In September of 2008, the U.S. government was already contemplating bailing out foreign banks who had dealing in the U.S., lifting many requirements, and this was being handled by Henry Paulson.
Treasury Secretary Henry Paulson confirmed the change on ABC's "This Week," telling George Stephanopoulos that coverage of foreign-based banks is "a distinction without a difference to the American people."
And who is Henry Paulson? The former Chairman and Chief Executive Officer of Goldman Sachs. He loosened the criteria for bailouts to include anyone who had dealings with AIG. And as we know, that included Canadian banks courtesy of Steve and Jimbo.

The Financial Post reported in March of 2009 that the Bank of Montreal scored big on the deal.
Bank of Montreal has emerged as one of the key beneficiaries of the costly decision by the U.S. government to rescue American International Group. Canada’s fourth-largest bank is among the top 10 recipients of federal bailout money paid to financial counterparties by the stricken insurer, according to documents published by AIG.

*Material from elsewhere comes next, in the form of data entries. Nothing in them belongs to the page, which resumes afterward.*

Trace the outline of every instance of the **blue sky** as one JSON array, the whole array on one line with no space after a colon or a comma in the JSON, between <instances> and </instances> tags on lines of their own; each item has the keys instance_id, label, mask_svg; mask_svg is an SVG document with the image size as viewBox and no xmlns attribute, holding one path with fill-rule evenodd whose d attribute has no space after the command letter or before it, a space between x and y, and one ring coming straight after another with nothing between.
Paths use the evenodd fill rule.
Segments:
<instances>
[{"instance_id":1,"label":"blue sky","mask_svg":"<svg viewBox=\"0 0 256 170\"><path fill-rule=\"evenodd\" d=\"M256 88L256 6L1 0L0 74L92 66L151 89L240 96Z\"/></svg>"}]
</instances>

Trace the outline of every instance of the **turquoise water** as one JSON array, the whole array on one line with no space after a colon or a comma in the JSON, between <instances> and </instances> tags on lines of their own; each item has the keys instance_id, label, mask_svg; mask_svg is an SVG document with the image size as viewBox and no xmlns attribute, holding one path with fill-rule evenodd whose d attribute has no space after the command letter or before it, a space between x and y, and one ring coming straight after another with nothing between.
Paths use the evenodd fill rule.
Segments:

The payments were revealed after pressure from Capitol Hill for an account of how taxpayer money had been spent by the company amid a rising populist backlash. The documents show a least US$1.1-billion of bailout money was funneled to BMO alongside payouts of up to US$13-billion each to U.S. and European banks.
So while they were given $125 billion tax dollars so that we could buy back their toxic paper, they also put out their other hand and took from American taxpayers. And while they were losing their homes and their livelihoods, our so-called "good banks" were feeding from the public trough on both sides of the border.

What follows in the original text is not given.